Tourists usually come to Barysaŭ to follow in the footsteps of Napoleon's army. Both the town and the district have preserved a lot of memorials to the War of 1812.

Bridgeheads (or tête de pont in French) were erected by the Russians on the eve of the War of 1812 in order to defend the town. The steep ramparts are still impressive and are one of the main attractions.

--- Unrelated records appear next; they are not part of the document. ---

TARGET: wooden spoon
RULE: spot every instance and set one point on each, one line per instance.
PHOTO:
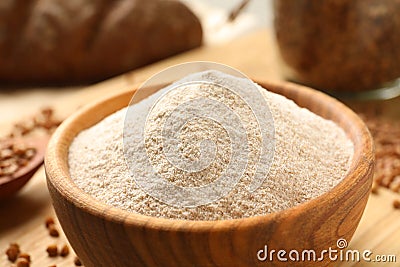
(9, 185)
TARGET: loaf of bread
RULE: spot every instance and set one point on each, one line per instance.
(83, 41)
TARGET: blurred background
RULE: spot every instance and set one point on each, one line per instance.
(65, 54)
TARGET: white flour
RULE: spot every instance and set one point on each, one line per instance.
(311, 156)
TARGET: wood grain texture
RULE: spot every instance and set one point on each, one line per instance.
(105, 236)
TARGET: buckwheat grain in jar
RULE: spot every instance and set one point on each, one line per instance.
(341, 46)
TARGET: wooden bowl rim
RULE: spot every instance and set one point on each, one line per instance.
(57, 174)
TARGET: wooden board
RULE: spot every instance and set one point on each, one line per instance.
(22, 217)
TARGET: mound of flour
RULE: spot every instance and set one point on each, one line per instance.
(311, 156)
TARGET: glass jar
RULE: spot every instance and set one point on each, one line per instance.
(341, 46)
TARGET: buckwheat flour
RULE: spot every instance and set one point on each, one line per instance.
(311, 156)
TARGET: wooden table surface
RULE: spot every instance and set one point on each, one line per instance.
(22, 217)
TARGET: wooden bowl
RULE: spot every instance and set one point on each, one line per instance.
(103, 235)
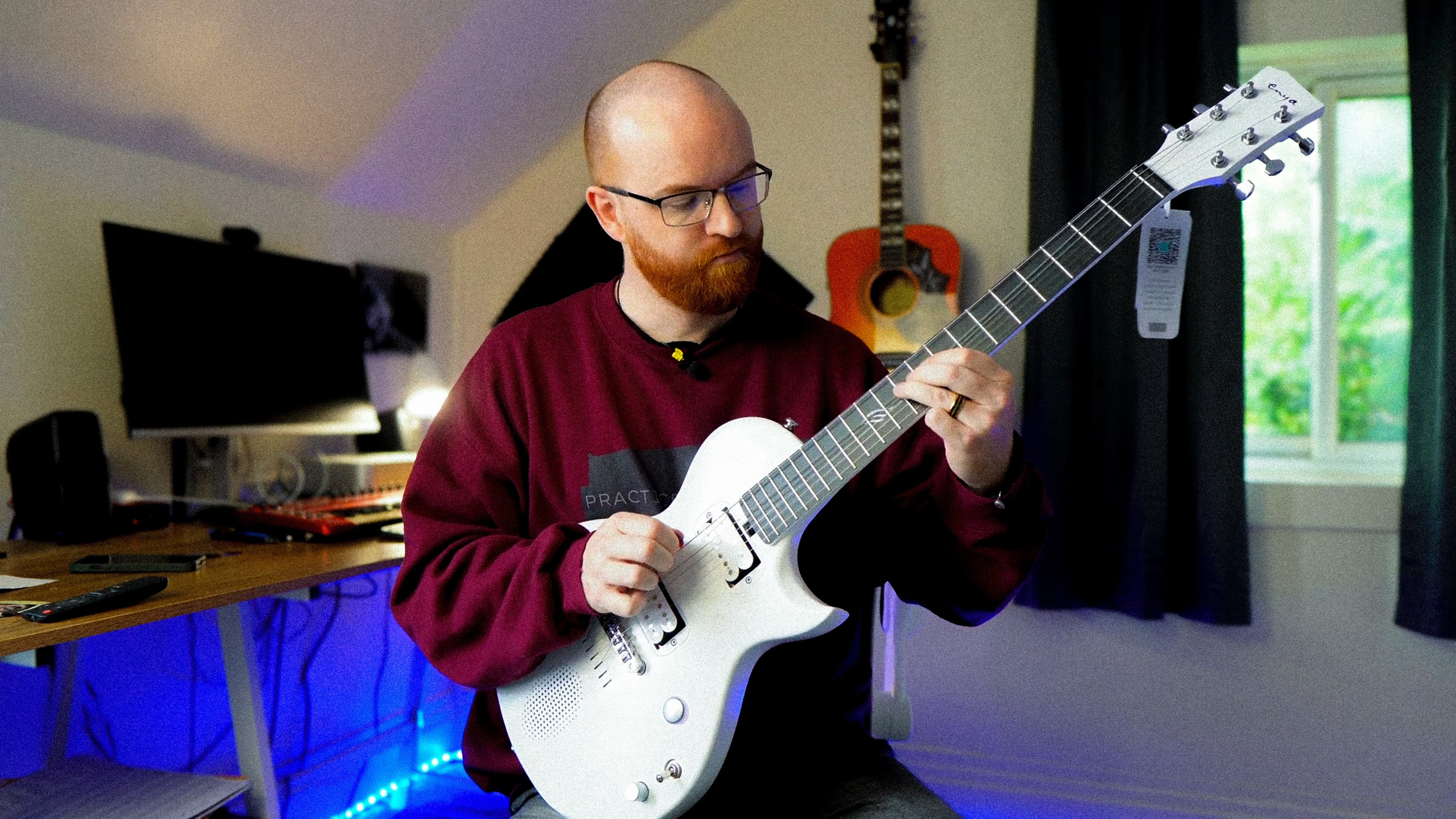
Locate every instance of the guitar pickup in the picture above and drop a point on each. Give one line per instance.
(660, 620)
(747, 562)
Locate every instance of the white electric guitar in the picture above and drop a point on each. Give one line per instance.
(634, 719)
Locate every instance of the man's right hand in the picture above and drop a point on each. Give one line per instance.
(625, 560)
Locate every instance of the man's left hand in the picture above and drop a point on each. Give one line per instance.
(977, 439)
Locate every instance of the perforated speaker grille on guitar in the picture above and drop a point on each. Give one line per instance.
(554, 706)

The village of Studzionka and the Brylevsky field near Barysaŭ were the sites where the fate of both Napoleon's army and the whole Europe was at stake. The village of Studzionka in the Barysaŭ region is the place where Napoleon crossed the Biarezina river in 1812. On 25 December the French Emperor and his army approached  Barysaŭ, but the bridge across the river had been burned down.  The Dutch pontooners had to build temporary river crossings of over 100m long. There are rumours that when escaping for his life and the lives of his soldiers, Napoleon abandoned 5t of silver and 300kg of gold by throwing it into the river.

There are other things to see in the town except the artefacts of the War of 1812. The historical centre of the town preserves a lot of buildings of the 19th–20th centuries. You attention will be immediately drawn to the colourful Russian Revival Resurrection Cathedral. The building of the former synagogue is across the street. Very close to the square is the Church of the Nativity of the Virgin Mary.

Borisov Arena is one of the more modern buildings that deserve your attention. Borisov Arena meets all international standards and has hosted matches of the Champions League and Europa League.